The first competition yields no winner. The second competition caught the attention of Architect John H. Duncan. Duncan was a successful architect who already built the Tower of Victory, Newburgh Monument and the Washington Monument in Newburgh. The design of John H Duncan, who estimated his design cost around $496,000 and $900,000. Duncan stated his design’s objective: “was to produce a monumental structure that should be unmistakably a tomb of military character.”
The tomb’s granite exterior is modeled after the Mausoleum of Halicarnassus with Persian elements and, but resembles the Tropaeum Alpium. Within the tomb, the twin sarcophagi of Grant and his wife Julia are based on the sarcophagus of Napoleon Bonaparte at Les Invalides”
The monument’s architecture is Neo classical. The constructed started in 1891 and on April 27,1897, Grants remains were laid to rest in a 8.5 ton red granite sarcophagus. Five years later, Julia Grant died and was laid to rest in a matching Sarcophagus next to her husband of 40 years. By 1958, The National Park Service was given authority to oversee the monument.
The NPS had no plan in the first years for the monument, which led to it’s despair. Surrounding the tomb a sculpture consisting of benches with colorful mosaics was created in 1970s.
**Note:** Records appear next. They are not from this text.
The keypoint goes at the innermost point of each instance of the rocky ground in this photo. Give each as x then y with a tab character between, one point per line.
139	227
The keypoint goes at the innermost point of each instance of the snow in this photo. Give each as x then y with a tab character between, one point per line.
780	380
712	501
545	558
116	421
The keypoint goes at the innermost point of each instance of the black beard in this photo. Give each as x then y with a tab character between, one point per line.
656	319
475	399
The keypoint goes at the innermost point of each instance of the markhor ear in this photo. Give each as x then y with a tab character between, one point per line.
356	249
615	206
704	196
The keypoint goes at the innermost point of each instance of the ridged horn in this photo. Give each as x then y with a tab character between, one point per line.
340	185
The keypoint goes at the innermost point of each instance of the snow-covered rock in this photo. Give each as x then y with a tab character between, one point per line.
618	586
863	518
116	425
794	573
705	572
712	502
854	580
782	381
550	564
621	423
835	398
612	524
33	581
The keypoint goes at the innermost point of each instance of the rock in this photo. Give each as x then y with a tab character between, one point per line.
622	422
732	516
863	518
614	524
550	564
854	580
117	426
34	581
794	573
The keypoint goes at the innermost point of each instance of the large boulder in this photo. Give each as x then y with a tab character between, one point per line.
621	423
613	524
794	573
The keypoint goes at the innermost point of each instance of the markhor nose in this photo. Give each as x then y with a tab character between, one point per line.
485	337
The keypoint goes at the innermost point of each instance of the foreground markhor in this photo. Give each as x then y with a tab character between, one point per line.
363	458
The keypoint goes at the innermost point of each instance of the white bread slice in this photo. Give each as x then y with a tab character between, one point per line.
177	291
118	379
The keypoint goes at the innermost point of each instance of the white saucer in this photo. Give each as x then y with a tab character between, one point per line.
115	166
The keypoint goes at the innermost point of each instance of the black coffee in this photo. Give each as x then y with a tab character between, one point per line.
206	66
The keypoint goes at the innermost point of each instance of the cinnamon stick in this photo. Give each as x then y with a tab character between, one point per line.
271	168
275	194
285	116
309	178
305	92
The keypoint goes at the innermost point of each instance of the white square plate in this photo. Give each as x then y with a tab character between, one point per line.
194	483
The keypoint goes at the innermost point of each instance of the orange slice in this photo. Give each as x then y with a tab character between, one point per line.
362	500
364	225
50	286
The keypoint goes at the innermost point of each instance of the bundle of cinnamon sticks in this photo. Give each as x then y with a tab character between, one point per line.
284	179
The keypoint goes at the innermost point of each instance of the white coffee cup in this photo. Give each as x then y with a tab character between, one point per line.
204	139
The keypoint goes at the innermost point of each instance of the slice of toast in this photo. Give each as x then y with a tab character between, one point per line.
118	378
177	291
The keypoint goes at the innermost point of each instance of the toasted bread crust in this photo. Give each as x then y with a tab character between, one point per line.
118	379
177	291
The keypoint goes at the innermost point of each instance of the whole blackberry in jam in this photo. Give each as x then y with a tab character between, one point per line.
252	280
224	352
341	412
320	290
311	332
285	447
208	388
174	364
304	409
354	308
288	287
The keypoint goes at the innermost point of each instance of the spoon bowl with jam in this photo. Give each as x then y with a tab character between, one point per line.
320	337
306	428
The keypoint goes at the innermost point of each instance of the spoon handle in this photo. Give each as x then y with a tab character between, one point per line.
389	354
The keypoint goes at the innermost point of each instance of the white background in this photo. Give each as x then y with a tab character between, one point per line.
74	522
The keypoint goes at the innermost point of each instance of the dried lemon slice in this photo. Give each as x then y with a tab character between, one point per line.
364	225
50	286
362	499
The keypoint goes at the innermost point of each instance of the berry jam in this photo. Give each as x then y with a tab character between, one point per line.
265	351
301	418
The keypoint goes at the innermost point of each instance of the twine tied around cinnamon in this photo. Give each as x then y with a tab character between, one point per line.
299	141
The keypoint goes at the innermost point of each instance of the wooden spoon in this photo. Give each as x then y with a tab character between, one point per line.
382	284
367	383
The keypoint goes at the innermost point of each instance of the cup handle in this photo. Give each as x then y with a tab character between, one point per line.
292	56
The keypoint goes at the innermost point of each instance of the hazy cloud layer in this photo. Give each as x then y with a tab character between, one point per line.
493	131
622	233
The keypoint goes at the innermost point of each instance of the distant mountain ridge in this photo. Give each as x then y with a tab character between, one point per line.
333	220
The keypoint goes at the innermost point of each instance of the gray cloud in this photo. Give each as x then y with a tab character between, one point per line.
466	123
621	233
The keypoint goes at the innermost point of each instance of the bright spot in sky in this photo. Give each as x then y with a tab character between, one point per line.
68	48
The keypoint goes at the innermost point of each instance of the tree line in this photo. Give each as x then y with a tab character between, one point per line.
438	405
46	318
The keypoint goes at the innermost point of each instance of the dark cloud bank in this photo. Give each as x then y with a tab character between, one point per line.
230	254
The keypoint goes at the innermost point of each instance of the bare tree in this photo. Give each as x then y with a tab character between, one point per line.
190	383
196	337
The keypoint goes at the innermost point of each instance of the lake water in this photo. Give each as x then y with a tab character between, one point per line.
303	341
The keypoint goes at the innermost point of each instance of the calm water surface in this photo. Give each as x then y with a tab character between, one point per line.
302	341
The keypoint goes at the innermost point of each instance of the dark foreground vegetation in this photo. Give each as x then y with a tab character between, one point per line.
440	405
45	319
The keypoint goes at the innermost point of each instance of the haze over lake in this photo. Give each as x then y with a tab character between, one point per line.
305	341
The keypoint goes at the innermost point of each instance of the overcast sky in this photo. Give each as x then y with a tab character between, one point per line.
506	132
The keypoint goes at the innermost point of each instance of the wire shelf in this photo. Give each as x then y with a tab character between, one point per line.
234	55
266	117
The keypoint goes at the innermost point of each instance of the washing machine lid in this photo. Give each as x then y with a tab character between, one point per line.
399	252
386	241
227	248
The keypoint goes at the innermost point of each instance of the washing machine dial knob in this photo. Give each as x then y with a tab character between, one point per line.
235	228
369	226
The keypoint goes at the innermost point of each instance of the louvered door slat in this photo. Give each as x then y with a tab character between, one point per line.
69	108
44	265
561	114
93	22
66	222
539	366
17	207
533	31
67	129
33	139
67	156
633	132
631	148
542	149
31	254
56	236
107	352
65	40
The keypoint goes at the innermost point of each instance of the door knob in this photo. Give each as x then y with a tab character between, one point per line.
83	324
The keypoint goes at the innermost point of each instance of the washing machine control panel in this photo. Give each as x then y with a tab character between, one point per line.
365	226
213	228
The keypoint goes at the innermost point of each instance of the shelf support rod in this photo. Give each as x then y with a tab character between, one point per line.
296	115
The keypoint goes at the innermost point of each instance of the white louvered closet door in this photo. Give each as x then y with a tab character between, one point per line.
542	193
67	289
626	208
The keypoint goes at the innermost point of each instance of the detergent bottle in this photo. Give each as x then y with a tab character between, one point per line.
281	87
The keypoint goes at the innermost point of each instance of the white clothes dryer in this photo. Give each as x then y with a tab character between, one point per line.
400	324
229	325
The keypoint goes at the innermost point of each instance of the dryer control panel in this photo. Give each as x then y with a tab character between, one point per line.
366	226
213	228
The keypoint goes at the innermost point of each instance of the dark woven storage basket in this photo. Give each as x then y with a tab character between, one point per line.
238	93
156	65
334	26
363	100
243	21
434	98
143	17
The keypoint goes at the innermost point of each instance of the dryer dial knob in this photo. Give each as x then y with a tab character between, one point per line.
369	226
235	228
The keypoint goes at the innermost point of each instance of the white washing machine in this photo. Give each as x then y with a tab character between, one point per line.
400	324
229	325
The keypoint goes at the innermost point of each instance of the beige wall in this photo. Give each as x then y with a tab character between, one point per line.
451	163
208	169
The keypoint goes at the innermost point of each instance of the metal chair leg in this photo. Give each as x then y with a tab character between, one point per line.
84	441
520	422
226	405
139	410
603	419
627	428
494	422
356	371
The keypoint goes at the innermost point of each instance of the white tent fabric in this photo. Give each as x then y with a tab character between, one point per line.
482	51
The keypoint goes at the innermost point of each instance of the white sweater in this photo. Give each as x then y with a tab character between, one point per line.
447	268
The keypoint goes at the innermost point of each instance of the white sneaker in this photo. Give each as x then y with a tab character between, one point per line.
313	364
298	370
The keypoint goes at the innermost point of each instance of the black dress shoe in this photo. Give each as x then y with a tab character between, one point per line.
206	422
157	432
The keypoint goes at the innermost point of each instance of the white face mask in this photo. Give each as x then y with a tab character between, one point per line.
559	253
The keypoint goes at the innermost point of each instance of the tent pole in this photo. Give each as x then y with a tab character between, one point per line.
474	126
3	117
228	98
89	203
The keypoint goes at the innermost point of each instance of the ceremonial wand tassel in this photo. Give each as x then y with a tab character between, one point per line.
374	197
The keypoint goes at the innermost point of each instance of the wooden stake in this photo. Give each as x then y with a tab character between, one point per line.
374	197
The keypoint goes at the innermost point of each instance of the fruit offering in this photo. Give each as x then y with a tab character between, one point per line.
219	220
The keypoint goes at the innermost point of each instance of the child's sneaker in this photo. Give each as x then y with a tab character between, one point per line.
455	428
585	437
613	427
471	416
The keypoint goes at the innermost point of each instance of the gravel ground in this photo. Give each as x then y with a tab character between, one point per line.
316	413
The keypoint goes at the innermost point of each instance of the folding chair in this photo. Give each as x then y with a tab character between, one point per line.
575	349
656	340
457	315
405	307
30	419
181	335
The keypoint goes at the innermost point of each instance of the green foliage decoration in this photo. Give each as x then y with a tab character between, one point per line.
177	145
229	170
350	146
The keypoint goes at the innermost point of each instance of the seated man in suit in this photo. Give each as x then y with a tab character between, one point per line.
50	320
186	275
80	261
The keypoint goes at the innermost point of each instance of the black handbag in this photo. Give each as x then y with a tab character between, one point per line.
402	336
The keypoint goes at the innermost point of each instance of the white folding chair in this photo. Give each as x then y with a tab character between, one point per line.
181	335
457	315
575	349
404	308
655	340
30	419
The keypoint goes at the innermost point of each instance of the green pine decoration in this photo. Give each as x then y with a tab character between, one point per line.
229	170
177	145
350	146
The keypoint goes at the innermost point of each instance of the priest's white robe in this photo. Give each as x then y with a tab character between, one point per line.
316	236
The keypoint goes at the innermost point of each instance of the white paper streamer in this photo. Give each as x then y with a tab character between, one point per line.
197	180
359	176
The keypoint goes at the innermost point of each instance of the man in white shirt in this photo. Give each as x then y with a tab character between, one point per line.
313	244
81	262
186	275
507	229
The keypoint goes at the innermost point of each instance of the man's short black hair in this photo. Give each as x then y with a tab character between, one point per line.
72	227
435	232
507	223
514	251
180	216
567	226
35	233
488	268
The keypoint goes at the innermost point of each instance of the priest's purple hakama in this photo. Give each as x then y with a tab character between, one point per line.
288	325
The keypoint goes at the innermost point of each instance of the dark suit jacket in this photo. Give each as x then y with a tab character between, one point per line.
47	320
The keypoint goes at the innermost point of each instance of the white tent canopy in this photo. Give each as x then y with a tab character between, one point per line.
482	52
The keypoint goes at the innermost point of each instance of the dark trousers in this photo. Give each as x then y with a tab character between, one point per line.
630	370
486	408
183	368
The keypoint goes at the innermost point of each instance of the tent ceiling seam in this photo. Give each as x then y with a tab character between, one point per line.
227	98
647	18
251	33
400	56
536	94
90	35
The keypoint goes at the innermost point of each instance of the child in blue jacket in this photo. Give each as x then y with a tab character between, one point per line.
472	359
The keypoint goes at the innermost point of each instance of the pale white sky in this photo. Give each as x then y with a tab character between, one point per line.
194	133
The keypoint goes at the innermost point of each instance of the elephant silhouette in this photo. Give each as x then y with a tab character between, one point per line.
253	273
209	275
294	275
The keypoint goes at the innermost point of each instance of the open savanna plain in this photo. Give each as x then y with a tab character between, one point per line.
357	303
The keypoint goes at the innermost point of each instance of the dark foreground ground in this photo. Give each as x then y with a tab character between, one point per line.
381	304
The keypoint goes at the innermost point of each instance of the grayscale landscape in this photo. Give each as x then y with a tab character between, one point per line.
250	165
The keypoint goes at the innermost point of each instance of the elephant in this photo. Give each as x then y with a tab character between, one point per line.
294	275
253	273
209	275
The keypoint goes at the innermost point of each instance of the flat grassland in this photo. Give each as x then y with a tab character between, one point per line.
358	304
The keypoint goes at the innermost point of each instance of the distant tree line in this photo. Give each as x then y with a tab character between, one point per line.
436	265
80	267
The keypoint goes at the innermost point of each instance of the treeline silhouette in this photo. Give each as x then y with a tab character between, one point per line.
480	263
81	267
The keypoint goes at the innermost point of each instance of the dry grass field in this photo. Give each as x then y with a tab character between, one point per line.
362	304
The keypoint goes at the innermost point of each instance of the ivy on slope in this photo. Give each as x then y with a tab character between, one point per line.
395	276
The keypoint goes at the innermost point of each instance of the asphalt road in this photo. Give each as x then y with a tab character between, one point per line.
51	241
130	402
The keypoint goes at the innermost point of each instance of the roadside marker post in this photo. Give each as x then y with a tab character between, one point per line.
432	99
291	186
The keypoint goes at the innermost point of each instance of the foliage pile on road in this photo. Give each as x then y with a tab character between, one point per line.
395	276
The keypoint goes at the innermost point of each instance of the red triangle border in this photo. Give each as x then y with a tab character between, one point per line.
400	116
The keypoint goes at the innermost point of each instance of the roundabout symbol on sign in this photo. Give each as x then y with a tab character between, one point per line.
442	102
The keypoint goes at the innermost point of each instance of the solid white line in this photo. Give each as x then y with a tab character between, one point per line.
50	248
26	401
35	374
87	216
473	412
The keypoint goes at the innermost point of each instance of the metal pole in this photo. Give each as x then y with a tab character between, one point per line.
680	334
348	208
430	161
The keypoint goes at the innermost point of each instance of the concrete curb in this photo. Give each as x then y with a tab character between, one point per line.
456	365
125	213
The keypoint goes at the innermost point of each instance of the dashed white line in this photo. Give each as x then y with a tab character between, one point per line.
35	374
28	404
The sculpture, entitled The Rolling Bench, was designed by artist Pedro Silva and the architect Phillip Danzig, and was built with the help of hundreds of neighborhood children over a period of three years. By the late 1970s, the tomb was neglected and graffiti ridden. It was used for criminal activity and trashed.
Frank ScaturroBy the 1990s, Frank Scaturro, a student at Columbia University, launched an effort to restore the tomb. He blew the whistle on NPS with a 325-page report which he sent to Congress and the President. Scaturro’s efforts drew national media attention and resulted in a $1.8 million grant to restore Grant’s Tomb. Today the Memorial is open to the public between the hours of 9 am to 5 pm. The admission is free and worth the visit. Photography is allowed in the tomb, but cellphone use, eating, drinking, smoking, and gum chewing are prohibited. Every year on April 27, the anniversary of his birth, a ceremony celebrating Ulysses S. Grant’s life is held at the memorial.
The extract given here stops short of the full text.